Again, software like games will NOT ‘directly’ cause hardware to overheat, no matter how many patches. The game access the GPU through the API* (DirectX9 in this case) it does not ‘directly’ control the card in any way. The only way it can cause higher heat is through higher usage, in which case it is NOT the game at fault if the hardware starts overheating, that’s a hardware issue….the card itself cannot handle running at high load…which it should be able to do if it was in full working order.

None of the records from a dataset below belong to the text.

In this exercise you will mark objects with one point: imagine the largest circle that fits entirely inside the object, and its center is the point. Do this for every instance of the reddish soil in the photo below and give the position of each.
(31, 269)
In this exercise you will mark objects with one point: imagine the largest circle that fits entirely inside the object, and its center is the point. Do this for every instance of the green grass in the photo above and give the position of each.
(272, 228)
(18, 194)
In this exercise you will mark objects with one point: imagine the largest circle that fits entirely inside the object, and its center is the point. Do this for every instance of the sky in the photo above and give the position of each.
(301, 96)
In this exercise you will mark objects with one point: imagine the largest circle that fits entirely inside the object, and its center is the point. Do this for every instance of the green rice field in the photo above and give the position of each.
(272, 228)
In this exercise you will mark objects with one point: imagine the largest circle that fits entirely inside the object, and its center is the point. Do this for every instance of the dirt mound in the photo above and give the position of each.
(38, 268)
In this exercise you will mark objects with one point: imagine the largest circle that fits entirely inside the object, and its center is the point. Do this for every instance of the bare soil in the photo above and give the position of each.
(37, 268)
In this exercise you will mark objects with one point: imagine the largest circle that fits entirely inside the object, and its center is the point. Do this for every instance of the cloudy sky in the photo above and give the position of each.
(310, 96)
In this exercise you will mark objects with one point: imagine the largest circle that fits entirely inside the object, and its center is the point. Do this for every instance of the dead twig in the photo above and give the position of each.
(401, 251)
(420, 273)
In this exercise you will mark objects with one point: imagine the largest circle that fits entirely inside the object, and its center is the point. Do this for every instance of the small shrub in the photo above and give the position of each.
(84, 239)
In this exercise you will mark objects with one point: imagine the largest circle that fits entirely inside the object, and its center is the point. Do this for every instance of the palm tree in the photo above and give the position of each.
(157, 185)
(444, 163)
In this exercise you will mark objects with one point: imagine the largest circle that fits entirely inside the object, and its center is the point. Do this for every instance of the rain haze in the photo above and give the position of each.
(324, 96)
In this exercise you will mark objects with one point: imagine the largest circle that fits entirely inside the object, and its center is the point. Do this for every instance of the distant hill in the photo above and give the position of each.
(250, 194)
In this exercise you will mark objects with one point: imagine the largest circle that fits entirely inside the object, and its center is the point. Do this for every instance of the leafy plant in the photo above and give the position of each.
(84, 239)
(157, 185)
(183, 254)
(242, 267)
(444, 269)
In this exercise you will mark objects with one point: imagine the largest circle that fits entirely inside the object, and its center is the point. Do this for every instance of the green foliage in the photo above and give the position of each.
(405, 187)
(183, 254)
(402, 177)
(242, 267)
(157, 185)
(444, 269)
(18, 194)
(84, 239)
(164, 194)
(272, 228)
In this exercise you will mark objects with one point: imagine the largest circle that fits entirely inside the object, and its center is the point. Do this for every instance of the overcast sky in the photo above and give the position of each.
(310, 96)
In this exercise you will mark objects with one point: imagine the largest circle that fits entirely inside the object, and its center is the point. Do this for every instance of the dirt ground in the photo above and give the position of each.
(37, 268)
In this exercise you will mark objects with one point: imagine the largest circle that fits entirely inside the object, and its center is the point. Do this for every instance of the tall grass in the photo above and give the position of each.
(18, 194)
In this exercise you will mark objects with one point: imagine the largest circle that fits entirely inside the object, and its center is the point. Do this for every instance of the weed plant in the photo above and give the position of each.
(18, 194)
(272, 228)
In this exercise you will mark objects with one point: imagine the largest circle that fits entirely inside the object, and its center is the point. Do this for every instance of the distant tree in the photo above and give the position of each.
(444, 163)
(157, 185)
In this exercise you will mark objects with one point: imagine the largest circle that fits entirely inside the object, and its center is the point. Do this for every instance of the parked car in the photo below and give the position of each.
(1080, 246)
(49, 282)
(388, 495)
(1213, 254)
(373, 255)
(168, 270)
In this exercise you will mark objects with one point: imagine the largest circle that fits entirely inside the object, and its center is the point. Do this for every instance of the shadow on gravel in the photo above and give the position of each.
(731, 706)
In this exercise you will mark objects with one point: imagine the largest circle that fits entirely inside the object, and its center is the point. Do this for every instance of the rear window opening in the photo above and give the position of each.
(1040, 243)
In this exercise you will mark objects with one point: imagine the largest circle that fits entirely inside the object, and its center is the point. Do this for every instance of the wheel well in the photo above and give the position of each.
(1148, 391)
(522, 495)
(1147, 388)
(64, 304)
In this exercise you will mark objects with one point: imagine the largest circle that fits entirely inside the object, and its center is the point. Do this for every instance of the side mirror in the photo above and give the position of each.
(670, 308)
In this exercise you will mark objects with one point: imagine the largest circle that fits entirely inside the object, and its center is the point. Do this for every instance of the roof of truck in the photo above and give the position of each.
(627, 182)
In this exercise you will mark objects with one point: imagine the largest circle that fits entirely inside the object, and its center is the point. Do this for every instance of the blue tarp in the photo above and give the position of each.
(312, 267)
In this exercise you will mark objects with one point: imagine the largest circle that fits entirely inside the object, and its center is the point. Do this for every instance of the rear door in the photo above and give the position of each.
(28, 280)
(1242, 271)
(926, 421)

Ether that or you have VERY bad case airflow.

*application programming interfaces

3930k 4.6ghz | NH-D14 Cooler | P9x79 Pro MB | 16gb 1866mhz G.Skill | 128gb SSD + 2×500gb HDD
EVGA GTX 780 Classified w/ EK block | XSPC D5 Photon 270 Res/Pump | NexXxos Monsta 240 Rad
CM Storm Stryker case | Seasonic 1000W PSU | Asux Xonar D2X & Logitech Z5500 Sound system |

GPU overheating after recent updates

in Account & Technical Support

Posted by: fluffdragon.1523

fluffdragon.1523

Hey guys, RMA is in progress and I’m waiting on the RMA number and shipping information as I type this.

I got around to putting Skyrim back on my machine for testing, and yeah, within a minute the GPU was bursting up to dangerous levels. It’s absolutely a hardware fault at this point. It’s possible the heat-pipe or something is damaged in a place I just plain can’t see, especially considering the thorough application of new thermal paste added the night before and the fact that the heatsink itself is otherwise clean and clear of obstructions. That, or one of the controller chips is haywire (which is equally likely, considering weird voltage behavior and fan operation).

Again, software like games will NOT ‘directly’ cause hardware to overheat, no matter how many patches. The game access the GPU through the API* (DirectX9 in this case) it does not ‘directly’ control the card in any way. The only way it can cause higher heat is through higher usage, in which case it is NOT the game at fault if the hardware starts overheating, that’s a hardware issue….the card itself cannot handle running at high load…which it should be able to do if it was in full working order. Ether that or you have VERY bad case airflow.

*application programming interfaces

The above is true, no doubt here. It also explains why of a sudden only games that would normally cause a heavy operating load would suddenly bring the GPU to dangerous levels — the hardware had simply failed in the meantime.

It’s really the only source of the problem in my case, especially consider that everything else is in working order and had been working just fine up until the hardware failed.

Anyway, thanks for all the help, everyone!